Telewizja Fox News twierdzi, że obecne konsole są ostatnimi, a przyszłość leży w rzeczach typu Android.
zvarownik @ 28.06.2011, 09:19
Kamil "zvarownik" Zwijacz
pc, ps3, psp, xbox 360, wii, mob, inne, psv, ds, ds3
Telewizja Fox News twierdzi, że obecne konsole są ostatnimi, a przyszłość leży w rzeczach typu Android. Już nie po raz pierwszy słyszymy o takich dywagacjach, ale posłuchajmy co do powiedzenia na ten temat ma Jeremy Kaplan z działu zajmującego się w telewizji nauką, technologiami, itd.
"Nadchodzą wielkie zmiany w konsolowym świecie. Obecnie mamy kilka wiodących systemów: Xbox, PlayStation, Wii. Nawet jeżeli na nich nie grasz, to przynajmniej wiesz, że coś takiego istnieje. Ostatnie wydarzenia pokazują, że konsolowe granie może zanikać, wszystko przez urządzenia typy iPhone i Google Android. Jeżeli jesteś jedną z osób grających na swoim telefonie, to wiedz, że nie jesteś sam. Ktoś słyszał o Angry Birds? Miliony ludzi w to grają. To mały i słodki pożeracz czasu. Są te ptaki, które latają i uderzają w budynki, cokolwiek. Wiele osób nazywa to niedzielnym graniem i właśnie to zabrało sporą rzeszę fanów konsol. Teraz nie słyszeliśmy nic od Sony na temat nowej generacji. Rynek się zmienił, ludzie obecnie robią inne rzeczy."
Jak nie wiesz o co chodzi, to chodzi o Angry Birds. Gierka jest naprawdę super i trudno się nie zgodzić z facetem co do jej popularności, ale szczerze wątpię, by jedna produkcja miała uśmiercić rynek poważnych graczy. Owszem, sukces "Wściekłych Ptaków" sprawił, że mobilne granie jest strasznie popularne, ale powiedzmy to sobie szczerze. Oprócz osób pykających sobie w pracy/szkole/na kibelku, jest także ogromny rynek hardkorowych wymiataczy. Spójrzmy na wyniki sprzedaży gier typu Battlefield, Halo, Gears of War, Uncharted, GTA, czy Gran Turismo.
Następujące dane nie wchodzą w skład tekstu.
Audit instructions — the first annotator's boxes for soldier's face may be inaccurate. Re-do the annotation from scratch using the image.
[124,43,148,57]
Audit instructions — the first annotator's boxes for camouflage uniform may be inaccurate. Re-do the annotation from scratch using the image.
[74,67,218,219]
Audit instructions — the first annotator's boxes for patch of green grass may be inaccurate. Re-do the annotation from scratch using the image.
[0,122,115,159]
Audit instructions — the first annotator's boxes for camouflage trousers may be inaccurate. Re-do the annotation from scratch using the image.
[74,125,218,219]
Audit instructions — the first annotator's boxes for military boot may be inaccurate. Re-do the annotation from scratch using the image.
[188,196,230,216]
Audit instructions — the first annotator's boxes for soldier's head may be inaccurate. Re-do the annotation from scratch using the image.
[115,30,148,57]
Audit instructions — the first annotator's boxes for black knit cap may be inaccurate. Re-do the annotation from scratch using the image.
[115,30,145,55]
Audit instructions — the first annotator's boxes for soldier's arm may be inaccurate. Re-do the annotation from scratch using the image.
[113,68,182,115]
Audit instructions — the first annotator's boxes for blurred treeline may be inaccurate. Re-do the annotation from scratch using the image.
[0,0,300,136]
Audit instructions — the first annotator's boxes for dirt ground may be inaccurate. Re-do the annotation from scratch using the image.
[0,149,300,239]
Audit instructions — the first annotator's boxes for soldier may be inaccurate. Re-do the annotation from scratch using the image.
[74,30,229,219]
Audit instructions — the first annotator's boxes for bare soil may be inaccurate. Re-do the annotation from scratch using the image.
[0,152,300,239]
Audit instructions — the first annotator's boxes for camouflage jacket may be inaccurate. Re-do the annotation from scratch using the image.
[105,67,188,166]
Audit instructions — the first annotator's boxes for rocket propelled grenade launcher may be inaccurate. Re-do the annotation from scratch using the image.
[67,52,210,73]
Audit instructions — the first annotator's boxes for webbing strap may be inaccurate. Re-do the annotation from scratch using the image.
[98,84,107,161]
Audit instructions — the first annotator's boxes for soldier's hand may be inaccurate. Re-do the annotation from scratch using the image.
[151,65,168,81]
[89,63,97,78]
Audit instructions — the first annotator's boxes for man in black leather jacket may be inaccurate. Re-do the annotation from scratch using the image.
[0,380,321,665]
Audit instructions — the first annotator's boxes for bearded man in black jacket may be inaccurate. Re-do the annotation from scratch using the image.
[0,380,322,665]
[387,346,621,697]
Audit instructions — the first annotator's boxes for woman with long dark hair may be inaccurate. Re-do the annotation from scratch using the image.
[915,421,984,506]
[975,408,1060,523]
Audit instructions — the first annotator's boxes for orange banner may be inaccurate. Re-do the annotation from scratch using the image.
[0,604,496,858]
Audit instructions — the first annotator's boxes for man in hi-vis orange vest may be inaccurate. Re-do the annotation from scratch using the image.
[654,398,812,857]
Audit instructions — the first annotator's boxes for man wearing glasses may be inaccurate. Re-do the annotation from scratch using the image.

Koszty produkcji tych szpili są niebotyczne, idą w dziesiątki milionów dolarów, ale generowane zyski są o wiele, wiele większe, a że wszystkie firmy istnieją tylko po to, żeby zarabiać, to dopóki gracze będą kupować poważne tytuły, dopóty producenci będą je tworzyć.
Od lat wszyscy wmawiają nam, że ten rynek się wypala, a jakoś do tej pory nie ma większych powodów do narzekania. Jak myślicie coś jest jednak na rzeczy, czy kolejny raz wsadzamy nową wypowiedź do koszyka z napisem "nie damy się tak łatwo"?